A reminder for my future self: when the making well runs dry, it’s good to spend some time on learning and studying. (Lately I’ve been feeling a little lost creatively, but I’ve started working through QGIS tutorials and reading up on Beziér curve algorithms and it seems to be helping. Thinking and journaling a lot also makes a difference.)
I recently came across Maggie Appleton’s article on digital gardens. Oh my goodness, this is delightful. I’m sure some small part of it is just nostalgia for the old days of the web, but the idea seems good and solid nonetheless. I love digital gardens. (See Mike Caulfield’s The Garden and the Stream and Swyx’s Digital Garden Terms of Service for more in this vein.)
Exploring some of these gardens led me to the idea of learning in public (also see Gift Egwuenu’s Learning in Public talk). Very closely related to digital gardens, of course, but a different angle to look at it from. It also nicely parallels the working in public idea I posted about recently.
I’m looking forward to adopting more of these practices myself. Not sure yet exactly what form that will take, but at the moment I’m thinking it’ll probably be the notes system I mentioned. While that would be doable with the website engine I have now, it wouldn’t be very ergonomic, so I’m probably going to retool. (And by probably I mean almost certainly, because I am an inveterate toolmaker at heart. I’ve written out plans for a new version of Slash, my blog engine, that will easily support notes as well as blog posts and web pages. More on that soon.)
Confession: I’ve recently taken up the habit of studying textbooks for fun. (Well, for knowledge and enlightenment, but it also happens to be fun.) While I work at a library and have access to a considerate number of textbooks there, for now I’m sticking with open educational resources, the better to see where things are at in 2019.
For the first round, I chose economics and criminal law, since my knowledge of both is meager at best. Via the Open Textbook Library, I found Economics: Theory Through Applications and UMN’s criminal law textbook.
I’ve been working through both books at a moderate pace, and so far, they’re good.
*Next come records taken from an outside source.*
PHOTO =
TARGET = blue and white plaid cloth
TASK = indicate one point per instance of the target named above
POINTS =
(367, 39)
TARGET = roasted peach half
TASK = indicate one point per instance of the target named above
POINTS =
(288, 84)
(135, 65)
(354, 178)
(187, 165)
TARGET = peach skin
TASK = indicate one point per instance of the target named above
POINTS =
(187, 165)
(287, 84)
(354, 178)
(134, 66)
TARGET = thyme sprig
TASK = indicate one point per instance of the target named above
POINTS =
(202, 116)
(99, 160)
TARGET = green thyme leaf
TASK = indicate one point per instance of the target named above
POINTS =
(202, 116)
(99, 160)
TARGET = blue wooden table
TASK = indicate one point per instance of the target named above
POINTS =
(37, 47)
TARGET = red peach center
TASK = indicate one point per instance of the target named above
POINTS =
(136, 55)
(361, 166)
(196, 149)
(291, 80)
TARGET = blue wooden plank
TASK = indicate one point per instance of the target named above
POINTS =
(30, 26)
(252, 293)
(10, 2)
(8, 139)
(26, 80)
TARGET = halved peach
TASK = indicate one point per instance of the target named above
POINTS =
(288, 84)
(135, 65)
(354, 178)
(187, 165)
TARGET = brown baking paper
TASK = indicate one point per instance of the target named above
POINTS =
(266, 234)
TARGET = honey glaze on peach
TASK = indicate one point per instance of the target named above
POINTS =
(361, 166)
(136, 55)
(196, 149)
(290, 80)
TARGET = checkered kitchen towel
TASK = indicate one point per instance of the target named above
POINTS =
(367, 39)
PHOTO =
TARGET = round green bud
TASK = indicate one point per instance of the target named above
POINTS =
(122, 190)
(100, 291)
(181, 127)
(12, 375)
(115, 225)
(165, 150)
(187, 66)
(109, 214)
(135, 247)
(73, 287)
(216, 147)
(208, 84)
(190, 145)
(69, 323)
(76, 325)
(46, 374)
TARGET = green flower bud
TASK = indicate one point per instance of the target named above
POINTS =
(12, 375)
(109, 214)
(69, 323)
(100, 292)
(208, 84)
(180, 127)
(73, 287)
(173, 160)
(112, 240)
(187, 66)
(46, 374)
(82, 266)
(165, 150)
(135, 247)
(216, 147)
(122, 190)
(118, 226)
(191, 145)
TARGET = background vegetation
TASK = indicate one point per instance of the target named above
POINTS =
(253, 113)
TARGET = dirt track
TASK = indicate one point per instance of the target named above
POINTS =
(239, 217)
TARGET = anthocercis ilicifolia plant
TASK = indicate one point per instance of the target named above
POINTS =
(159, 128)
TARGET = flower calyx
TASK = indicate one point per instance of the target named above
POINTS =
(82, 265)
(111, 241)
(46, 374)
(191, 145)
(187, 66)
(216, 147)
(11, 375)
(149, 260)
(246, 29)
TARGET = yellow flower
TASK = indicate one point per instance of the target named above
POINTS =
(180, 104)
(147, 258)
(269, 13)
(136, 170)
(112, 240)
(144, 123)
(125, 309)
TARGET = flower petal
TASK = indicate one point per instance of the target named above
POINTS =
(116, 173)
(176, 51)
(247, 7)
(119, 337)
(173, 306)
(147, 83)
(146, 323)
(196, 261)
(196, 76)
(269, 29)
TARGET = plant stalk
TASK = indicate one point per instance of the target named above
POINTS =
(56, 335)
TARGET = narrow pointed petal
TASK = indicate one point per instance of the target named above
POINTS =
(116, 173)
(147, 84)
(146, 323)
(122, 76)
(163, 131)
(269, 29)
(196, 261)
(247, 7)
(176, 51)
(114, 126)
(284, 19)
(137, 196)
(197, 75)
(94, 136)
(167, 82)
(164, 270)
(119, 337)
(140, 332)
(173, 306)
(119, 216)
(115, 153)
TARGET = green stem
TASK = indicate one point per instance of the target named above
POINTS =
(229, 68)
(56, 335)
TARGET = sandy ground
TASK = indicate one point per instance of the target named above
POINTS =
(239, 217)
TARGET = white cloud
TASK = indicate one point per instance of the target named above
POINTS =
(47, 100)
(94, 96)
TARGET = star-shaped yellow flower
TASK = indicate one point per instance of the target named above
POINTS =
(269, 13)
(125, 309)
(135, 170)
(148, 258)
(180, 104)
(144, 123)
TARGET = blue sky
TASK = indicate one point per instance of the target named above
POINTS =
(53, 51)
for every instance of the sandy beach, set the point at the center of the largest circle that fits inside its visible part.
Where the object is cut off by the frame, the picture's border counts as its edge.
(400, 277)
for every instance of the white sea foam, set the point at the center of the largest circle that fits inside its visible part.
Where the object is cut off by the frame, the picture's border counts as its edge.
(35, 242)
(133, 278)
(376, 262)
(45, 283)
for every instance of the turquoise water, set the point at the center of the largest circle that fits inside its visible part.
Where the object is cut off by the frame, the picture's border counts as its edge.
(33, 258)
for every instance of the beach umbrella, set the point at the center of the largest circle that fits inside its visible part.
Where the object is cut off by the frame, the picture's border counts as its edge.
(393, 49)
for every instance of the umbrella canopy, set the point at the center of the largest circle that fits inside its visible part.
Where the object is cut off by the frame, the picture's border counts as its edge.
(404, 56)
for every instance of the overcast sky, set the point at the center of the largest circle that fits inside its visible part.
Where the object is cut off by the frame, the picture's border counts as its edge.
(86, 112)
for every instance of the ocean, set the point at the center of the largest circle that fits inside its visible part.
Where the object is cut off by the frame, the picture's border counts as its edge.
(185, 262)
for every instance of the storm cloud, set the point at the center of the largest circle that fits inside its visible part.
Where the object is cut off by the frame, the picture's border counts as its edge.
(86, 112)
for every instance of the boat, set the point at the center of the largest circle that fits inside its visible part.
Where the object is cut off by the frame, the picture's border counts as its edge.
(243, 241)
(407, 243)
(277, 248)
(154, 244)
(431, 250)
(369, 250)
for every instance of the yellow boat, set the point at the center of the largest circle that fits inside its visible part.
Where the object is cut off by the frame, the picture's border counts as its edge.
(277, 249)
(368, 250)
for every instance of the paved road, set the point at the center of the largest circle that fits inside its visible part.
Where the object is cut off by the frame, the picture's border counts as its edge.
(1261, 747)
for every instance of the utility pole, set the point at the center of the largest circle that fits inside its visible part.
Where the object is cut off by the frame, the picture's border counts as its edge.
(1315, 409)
It’s slower going than regular nonfiction, of course, but studying topics methodically like this is something I’ve missed. (Outside of my CS coursework for my master’s, that is.)
Also, thanks to a reference in the criminal law textbook, I’m now also reading Blackstone’s Commentaries on the Laws of England. While it too is slower going (it was published in 1765), it’s surprisingly readable, and learning about England’s common law of yore is a delight.
I’ve missed learning new programming languages, so I’m now teaching myself Haskell for fun. I’ll post my progress as I go along.
Initial impressions based off what I know at this point: Haskell is very functional. The code looks different to my imperative-language eyes, though I’m intrigued by how short Haskell code often seems to be. Oh, and there are monads, though right now I have no idea what those are.
I’m excited to delve deeper into a pure functional language — I’ve done some limited functional programming in Python, and I have a cursory knowledge of Lisp, but I haven’t written anything real in a functional language before. (And I do plan to write a real project in Haskell. Not sure what it’ll be yet.)
At this point, I’ve installed the Haskell Platform (I would have done it via Homebrew but it looks like there are issues with the recipe), and I’m planning to work through Learn You a Haskell for Great Good! and possibly Write Yourself a Scheme in 48 Hours.